No era mi amigo, pero tenía toda la confianza y la cercanía para abrirle el corazón y dejar que los sonidos nasales de sus palabras me hicieran sentir seguro, retado o invitado a enfrenar desde mi soledad ontológica, la encrucijada de la vida.
No era mi maestro, pero le aprendí lo fundamental de la vida: a ser valiente, a saber negociar, a comprender que los relatos tienen una fuerza ciclónica que transforma la realidad, a amar en libertad y a entender que la vida es una jornada festiva, en la que hay que disfrutar sin dañar a nadie, sabiendo que es siempre corta y que se acaba aunque no queramos. Le aprendí a amar al Unión Magdalena, a jugar dominó y a escuchar música los domingos para así exorcizar cualquier tristeza que quisiera perdurar en el corazón y no dejarme comenzar la semana con felicidad.
No era mi director espiritual, pero sí me ayudó a encontrarle sentido a la vida con sus apreciaciones y sus raras visiones de la existencia. No tengo hijos, ni los tendré, es una decisión de vida, pero con mi papá aprendí que lo más importante en la paternidad, no es donar un poco de esperma para que la vida de un ser se constituya, sino el estar a su lado, escuchar, hablar, disciplinar, animar, inspirar, pelear, levantar del suelo, curar y siempre permanecer allí. Necesitamos redescubrir la paternidad que a veces queda enclaustrada en lo genético, cuando su real esencia está en los días que se comparten y se juntan en una hilera finita que llamamos vida.
De mi padre recibí muchos obsequios, pero el mejor de todos fue su compañía y su ejemplo. Discutimos muchas veces, su temperamento era fuerte, tal vez como el mío, pero siempre había puentes que nos volvían a juntar con todas las lecciones que el debate nos había dejado. No se trataba de convencernos, porque algunas veces la terquedad y la firmeza se camuflan para parecerse.

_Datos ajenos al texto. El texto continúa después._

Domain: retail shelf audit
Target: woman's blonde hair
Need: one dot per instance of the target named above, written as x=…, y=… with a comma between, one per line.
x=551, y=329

No entiendo mucho cómo voy a poder vivir sabiendo que no está. Apenas comienzo a sentir su ausencia y ya es un abismo que me quiere devorar. Me pude despedir de él: le di gracias por todo lo que había hecho de mí y por mí, le pedí que me siguiera respaldando como hasta ahora, que aunque no lo supiera, eso era lo que me hacía más fuerte, y le aseguré que cuidaría a su esposa, mi madre, ya que esa había sido una de sus tareas existenciales más definitivas.
En esos intentos que uno tiene de darle sentido a lo frío de la vida, me quedé con la impresión que estuvo en el último brindis que hicimos en su honor y que después sí marchó, no sé para dónde, yo solo espero, en la fe, volverlo a ver algún día. Tengo amigos que todavía llorar a sus papás: Oswald de Andreís y Henry de la Espriella, y ahora entiendo por qué. Es que definitivamente la muerte es absoluta y devastadora. Ahora solo queda vivir en felicidad, porque al fin y al cabo, ese es el mejor homenaje que le podemos hacer a nuestros muertos: ser felices.